Prosecutors on Monday accused the owner of what had been one of the nation's largest private mortgage companies of lying and stealing on a staggering scale at the outset of a trial involving the national housing crisis.
Lee B. Farkas, the former chairman and majority owner of Ocala, Fla.-based Taylor Bean & Whitaker, is charged with 14 counts of fraud for allegedly stealing roughly $2 billion from three different banks and trying to defraud the federal government out of more than $500 million from its bank bailout program, the Troubled Assets Relief Program (TARP).
Taylor Bean collapsed in 2009 as federal authorities investigated the company, putting 2,000 employees out of work. The fallout also contributed to the collapse of what had been the nation's largest regional bank, Alabama-based Colonial Bank. Its failure was the sixth largest in U.S. history.
In opening statements, defense lawyers argued that Farkas is innocent and the government does not understand the complex financial transactions between Taylor Bean and its lenders. Taylor Bean had collateral to back up all of its outstanding debts until the government stepped in to essentially revoke what had been the company's greatest asset, its $700 million mortgage servicing business, defense lawyer Craig Kuglar said.
"The government didn't do their homework," Kuglar told the jury. "They didn't take the time to understand before they shut down Mr. Farkas' company."
Prosecutor Patrick Stokes said many transactions at the heart of the government's case are complicated and technical, "but reduced to its essence this story is simple: TBW needed money and the defendant and his conspirators went out and stole it."
The fraud began back in 2002, Stokes said, when Taylor Bean was suffering from a cash crunch. It was overdrawing on its main account with Colonial Bank. Farkas convinced executives at Colonial to cover up the overdrafts and hide them from auditors and regulators.
The Colonial executives, who derived significant amounts of business from Taylor Bean, agreed at first because they believed Taylor Bean would turn the tide. But by the end of 2003, Taylor Bean's overdrafts totaled more than $100 million, and the Colonial bankers were now complicit in the scheme.
The Colonial bankers "were stuck. Taylor Bean and Whitaker had them over a barrel," Stokes said.
In subsequent years, the scheme grew and Taylor Bean found different ways to hide its growing debt to Colonial, the government alleged.

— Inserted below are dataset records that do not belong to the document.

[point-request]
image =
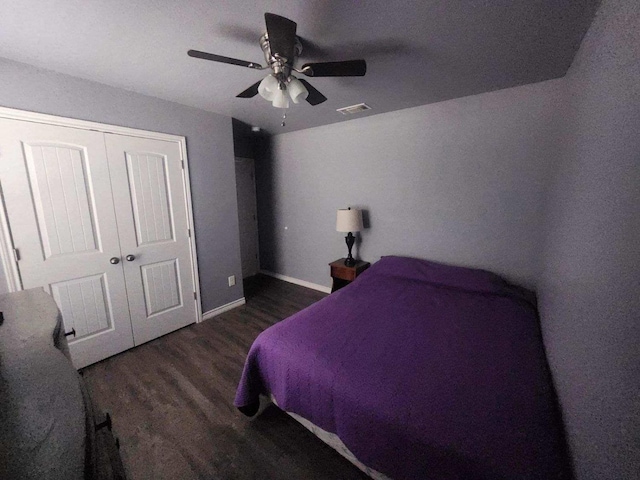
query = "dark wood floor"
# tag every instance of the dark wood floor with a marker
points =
(172, 401)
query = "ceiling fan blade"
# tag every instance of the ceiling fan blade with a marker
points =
(221, 59)
(250, 92)
(282, 35)
(314, 97)
(348, 68)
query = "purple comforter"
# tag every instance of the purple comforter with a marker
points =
(423, 370)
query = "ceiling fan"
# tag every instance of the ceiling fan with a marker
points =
(281, 48)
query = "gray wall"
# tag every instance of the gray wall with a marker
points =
(590, 288)
(540, 183)
(209, 146)
(461, 181)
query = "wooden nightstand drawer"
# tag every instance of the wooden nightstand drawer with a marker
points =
(343, 275)
(342, 272)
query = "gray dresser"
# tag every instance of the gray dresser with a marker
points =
(47, 422)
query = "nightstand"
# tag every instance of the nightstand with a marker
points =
(343, 275)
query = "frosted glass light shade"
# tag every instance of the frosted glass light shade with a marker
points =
(268, 87)
(281, 99)
(297, 90)
(349, 220)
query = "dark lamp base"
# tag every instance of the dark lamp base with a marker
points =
(350, 261)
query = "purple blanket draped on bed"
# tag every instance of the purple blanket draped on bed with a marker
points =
(423, 370)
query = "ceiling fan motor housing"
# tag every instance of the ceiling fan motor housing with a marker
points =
(281, 66)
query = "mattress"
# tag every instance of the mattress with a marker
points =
(422, 370)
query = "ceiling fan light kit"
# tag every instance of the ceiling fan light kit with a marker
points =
(281, 48)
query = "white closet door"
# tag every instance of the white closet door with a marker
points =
(58, 197)
(150, 203)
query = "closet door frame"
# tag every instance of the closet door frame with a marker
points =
(9, 264)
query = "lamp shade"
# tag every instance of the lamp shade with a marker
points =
(349, 220)
(268, 87)
(297, 90)
(281, 99)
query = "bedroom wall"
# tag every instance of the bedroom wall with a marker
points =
(460, 181)
(209, 147)
(589, 292)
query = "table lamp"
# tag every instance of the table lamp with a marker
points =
(349, 221)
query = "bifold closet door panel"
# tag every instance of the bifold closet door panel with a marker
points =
(150, 205)
(57, 191)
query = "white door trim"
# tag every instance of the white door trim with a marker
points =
(6, 247)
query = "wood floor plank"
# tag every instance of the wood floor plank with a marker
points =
(171, 401)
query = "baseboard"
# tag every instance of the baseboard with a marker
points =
(224, 308)
(302, 283)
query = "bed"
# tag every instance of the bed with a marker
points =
(422, 370)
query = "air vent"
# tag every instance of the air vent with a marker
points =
(361, 107)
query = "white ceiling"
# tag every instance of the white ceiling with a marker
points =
(417, 52)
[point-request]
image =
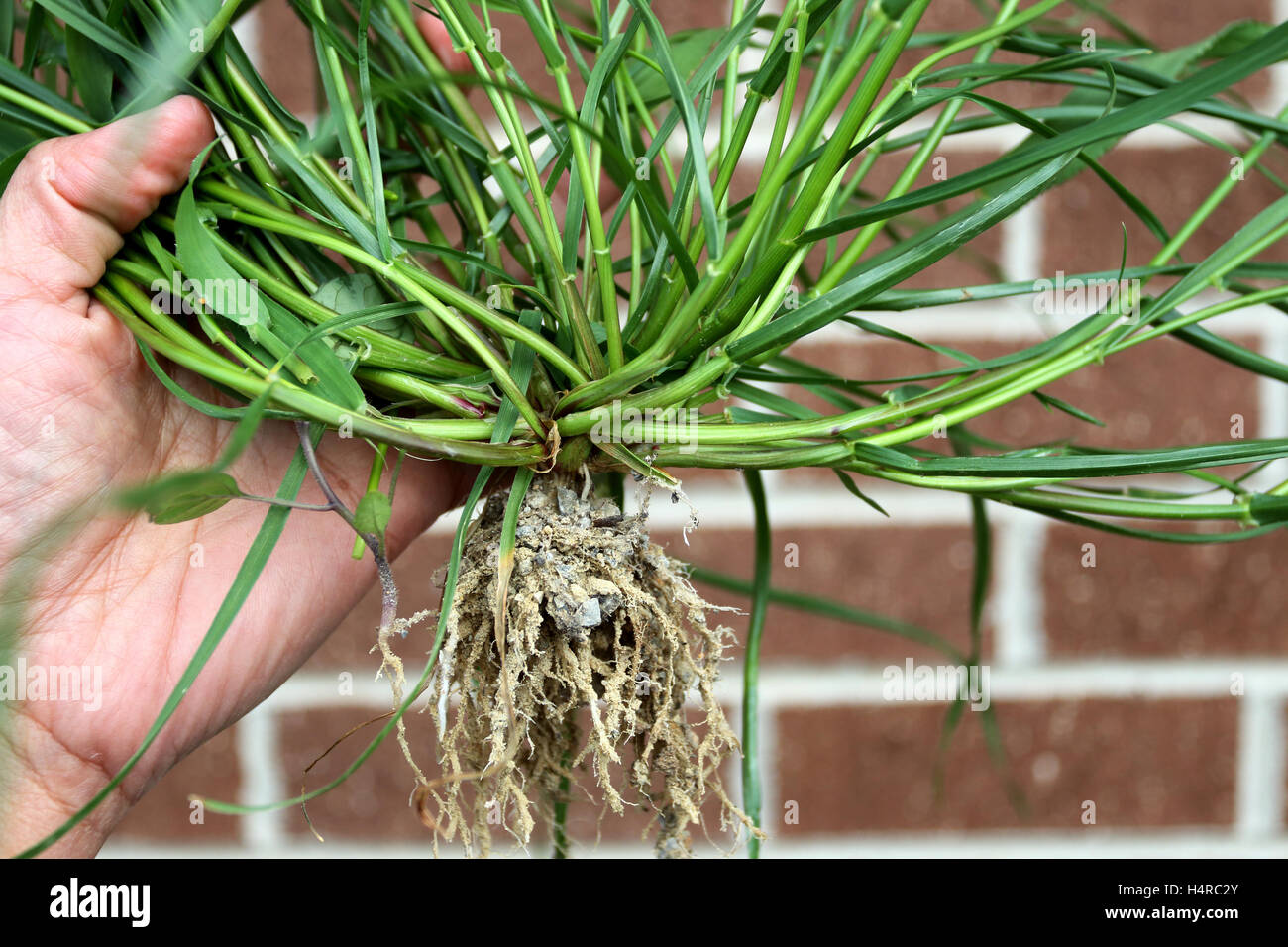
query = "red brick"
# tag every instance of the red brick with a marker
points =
(1145, 764)
(286, 58)
(1154, 599)
(919, 577)
(165, 813)
(1083, 218)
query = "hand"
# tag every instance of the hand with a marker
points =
(82, 415)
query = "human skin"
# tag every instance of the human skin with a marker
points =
(82, 416)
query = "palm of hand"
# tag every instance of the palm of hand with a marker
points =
(85, 415)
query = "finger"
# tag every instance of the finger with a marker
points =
(436, 35)
(71, 198)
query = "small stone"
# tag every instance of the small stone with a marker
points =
(589, 616)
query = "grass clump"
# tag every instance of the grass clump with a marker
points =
(506, 274)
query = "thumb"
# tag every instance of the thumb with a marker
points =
(71, 198)
(441, 43)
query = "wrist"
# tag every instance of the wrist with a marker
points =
(43, 785)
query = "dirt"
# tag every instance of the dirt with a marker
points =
(596, 617)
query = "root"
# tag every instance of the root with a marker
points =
(596, 620)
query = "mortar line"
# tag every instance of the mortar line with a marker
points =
(1260, 776)
(259, 754)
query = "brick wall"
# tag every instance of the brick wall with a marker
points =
(1112, 682)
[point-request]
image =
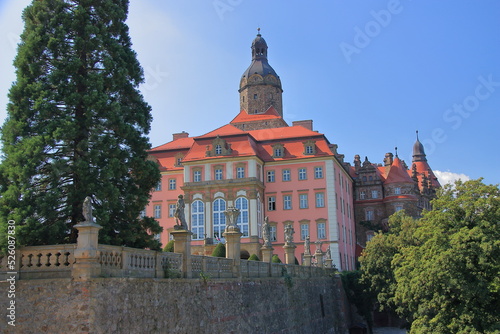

Taylor Bean sold worthless mortgages to Colonial, some that had already been sold to other investors and some that were fictitious altogether. By 2009, Taylor Bean had sold more than $500 million in fake loans to Colonial, Stokes said.
Taylor Bean also created a subsidiary company called Ocala Funding that sold commercial paper _ essentially IOUs _ to some of the world's largest banks, including Deutsche Bank and BNP Paribas. Farkas and others drained more than $1.5 billion out of Ocala Funding, in part to pay back Colonial and in part to finance Farkas' lavish lifestyle, which included a private jet and a collection of classic automobiles, Stokes said. In the end, the commercial paper held by BNP Paribas and Deutsche bank was worthless.
Finally, Farkas and Colonial tried to close the hole in their finances by seeking relief from the government under TARP. The government initially gave conditional approval to providing more than $500 million to Taylor Bean and Colonial, but the money ultimately was never doled out. And investigators with the office of TARP's inspector general eventually helped uncover the alleged fraud.
Neil Barofsky, who recently resigned as TARP's special inspector general, has called the Farkas case "the most significant criminal prosecution to date rising out of the financial crisis." Roughly a half-dozen executives at Taylor Bean and Colonial have already pleaded guilty to their roles in the fraud and are expected to testify at Farkas' trial, which is expected to last about three weeks.
Farkas' lawyer, Kuglar, said Barofsky "put TBW into a death spiral" by launching a public investigation that caused other companies to stop doing business with Taylor Bean. Farkas' lawyers indicated they might call Barofsky as a witness.
Farkas' defense also said actor John Travolta might be called to testify, though they declined to comment on why. Travolta lives in the same town as Farkas.